Basic Example: Cluster a Small Dataset

Let’s start with a straightforward example to demonstrate how Ward’s method works with a small, two-dimensional dataset. This introduction will serve as a foundation for understanding more complex applications later on.

from scipy.cluster.hierarchy import ward, dendrogram
import matplotlib.pyplot as plt
import numpy as np

dataset = np.array([[1, 2], [2, 3], [2, 5], [8, 7], [8, 6], [9, 5]])

linkage_matrix = ward(dataset)
plt.figure(figsize=(10, 7))
dendrogram(linkage_matrix)
plt.title('Ward Method Dendrogram')
plt.show()

Output:

In this basic example, we clustered a small set of points based on their similarity. The resulting dendrogram visually represents the hierarchical nature of the clusters identified by Ward’s method, with the height of the branches indicating the distance (or dissimilarity) between clusters.

Intermediate Example: Using Distance Metrics for Clustering

Moving on to an intermediate example, let’s incorporate a different distance metric to show how it can affect the clustering outcome. While the ward() function itself does not directly allow the specification of a different distance metric, you can precompute distances and pass them to the function indirectly through other clustering functions available in SciPy.

from scipy.cluster.hierarchy import ward, dendrogram
import matplotlib.pyplot as plt
import numpy as np
from scipy.spatial.distance import pdist, squareform
from scipy.cluster.hierarchy import linkage

dataset_2 = np.random.rand(10, 2) # Generating a random dataset

# Calculate the pairwise distances between points
distances = pdist(dataset_2, 'euclidean')

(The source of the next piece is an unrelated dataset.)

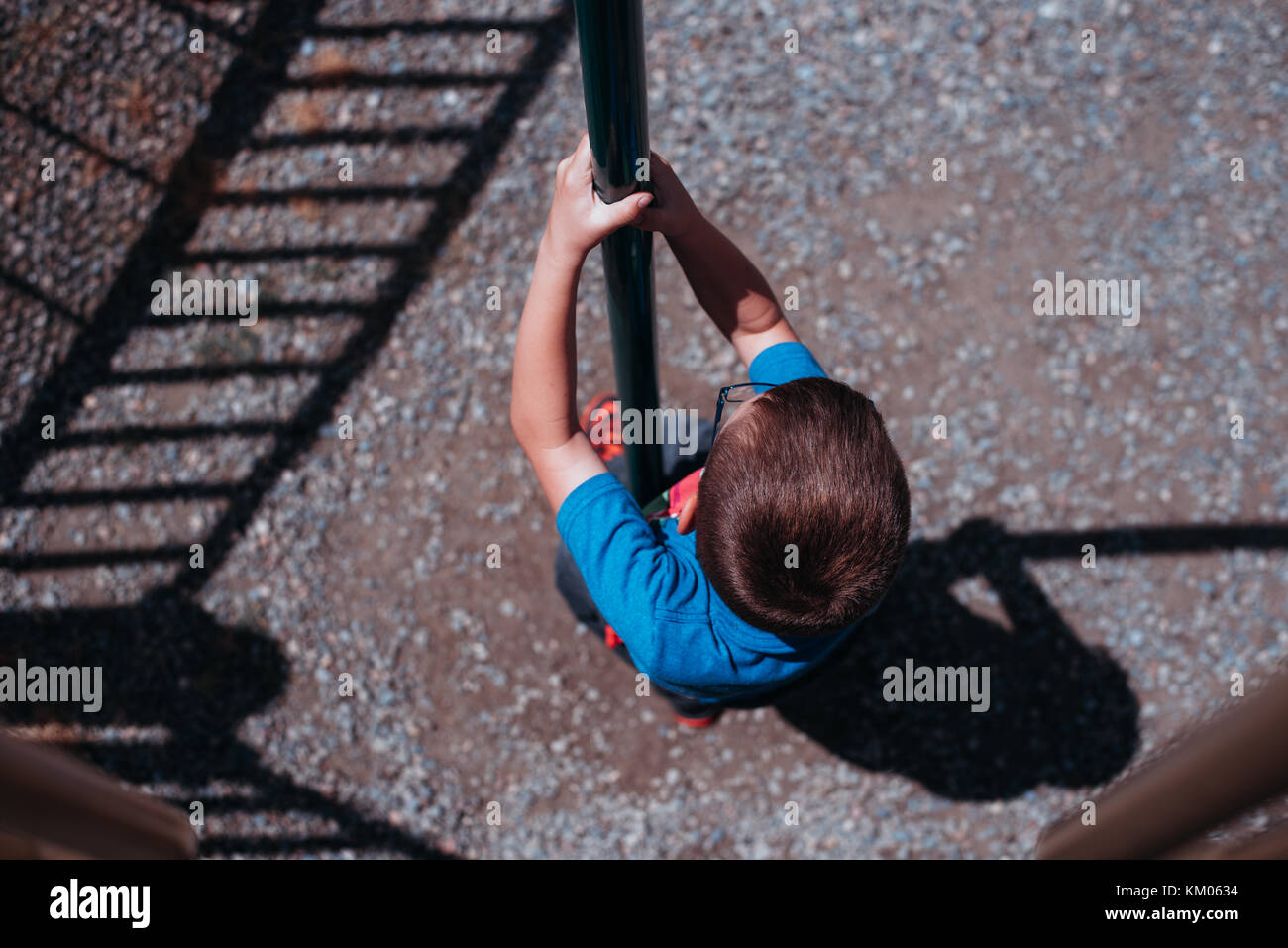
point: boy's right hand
(673, 210)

# Perform hierarchical clustering using Ward's method
linkage_matrix_2 = linkage(distances, 'ward')
plt.figure(figsize=(10, 7))
dendrogram(linkage_matrix_2)
plt.title('Hierarchical Clustering with Euclidean Distance')
plt.show()

Output (may vary):

This approach allows for greater flexibility in preprocessing steps, letting you experiment with various distance metrics and preprocessing techniques before clustering.

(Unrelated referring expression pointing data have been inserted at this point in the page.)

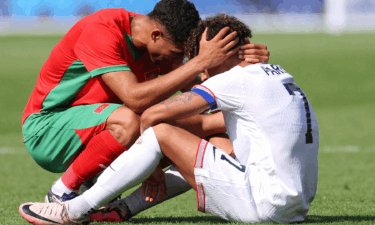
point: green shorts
(55, 138)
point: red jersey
(97, 44)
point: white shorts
(222, 187)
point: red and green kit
(70, 102)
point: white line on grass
(324, 149)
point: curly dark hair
(179, 18)
(215, 24)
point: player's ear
(156, 34)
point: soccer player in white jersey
(270, 123)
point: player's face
(163, 51)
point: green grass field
(336, 73)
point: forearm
(151, 92)
(202, 125)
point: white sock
(59, 188)
(176, 185)
(129, 169)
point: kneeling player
(270, 123)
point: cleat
(49, 213)
(53, 198)
(116, 211)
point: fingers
(231, 44)
(204, 35)
(230, 37)
(233, 51)
(220, 35)
(254, 53)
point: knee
(124, 125)
(162, 131)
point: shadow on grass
(188, 219)
(330, 219)
(216, 220)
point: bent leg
(121, 131)
(180, 147)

Advanced Example: Integrating with Pandas and Real-world Data

For a more advanced example, we’ll apply Ward’s clustering method to a real-world dataset. We’ll use the Iris dataset, a classic dataset in the field of machine learning and statistics, showcasing how hierarchical clustering can reveal natural groupings within complex data. Further integrating with the Pandas library will facilitate data manipulation and analysis.

from scipy.cluster.hierarchy import ward, dendrogram
import matplotlib.pyplot as plt

from scipy.cluster.hierarchy import ward, dendrogram
from sklearn.datasets import load_iris
import pandas as pd

# Load the Iris dataset
iris = load_iris()
iris_df = pd.DataFrame(iris.data, columns=iris.feature_names)

# Perform Ward's clustering
linkage_matrix_3 = ward(iris_df)

# Plot the dendrogram
plt.figure(figsize=(10, 7))
dendrogram(linkage_matrix_3, labels=iris.target_names[iris.target])
plt.title('Iris Dataset Ward Clustering')
plt.show()

Output:

This example illustrates the process of applying the ward() function to a real-world dataset, demonstrating its utility in uncovering natural clusters and providing insights into data structure. Through this example, we see how combining SciPy’s hierarchical clustering capabilities with Pandas for data management creates a powerful toolset for data analysis.

Conclusion

The ward() function in SciPy’s cluster.hierarchy module is a versatile tool for hierarchical clustering, offering a means to deepen understanding of data through the lens of natural grouping. Starting from basic principles and moving towards more complex applications, we’ve seen how it can be applied to datasets of varying sizes and complexities, illustrating its broad utility in data science and analysis. Whether you’re embracing Ward’s method for academic research, industry projects, or exploratory data analysis, it provides a solid foundation for insightful data clustering.